Fighting sparked in the eastern Ukrainian city of Donetsk yesterday has rolled on through to today, says Reuters, with as many as 50 people dying in the battle. The fighting began when separatist pro-Russian forces took control of the Donetsk airport and came on the heels of the election Sunday of Ukraine's new President, Petro Poroshenko. The new president vowed to patch things over with Russia and to use military force to quash the rebels who, for the past month, have held control of a number of Ukraine's eastern provinces.
On April 6, protestors took over control of government buildings in Donetsk, a city of roughly 1 million, and the capital of a border province in eastern Ukraine. The protestors declared the province of Donetsk to be an independent state which would align with Russia. The same happened in the neighboring provinces of Luhansk and Kharkiv.
The ongoing fighting is just the latest flare-up: earlier in the month, the Ukrainian army fought with the rebels over a stronghold in Slavyansk, and rebels attacked an army checkpoint near Olhyanka. These are no small skirmishes, either. Stars and Stripes describes the battle that saw the Ukrainian army reclaim the airport:
Even as ballots were being counted in Kiev after Ukraine’s historic presidential election, at least 10 Russian-made Mi-8 and Mi-24 helicopters landed troops at the airport early Monday afternoon, touching off a volley of rebel fire from automatic small arms and anti-aircraft weapons.

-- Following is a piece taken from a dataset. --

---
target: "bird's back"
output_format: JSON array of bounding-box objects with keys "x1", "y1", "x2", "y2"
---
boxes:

Later, helicopters fired rockets and cannon at anti-aircraft emplacements, a Reuters photographer reported.
The election of Petro Poroshenko, it was thought, would help smooth over Ukrainian-Russian relations. The new president had been working on organizing talks with the Russian foreign minister. But first President Poroshenko wanted to clear out the rebel forces that had been occupying parts of eastern Ukraine since before Russia annexed Crimea in March. The fighting to reclaim the territory and strategic infrastructure taken by the rebels, says Al Jazeera, is straining that tentative bid for peace.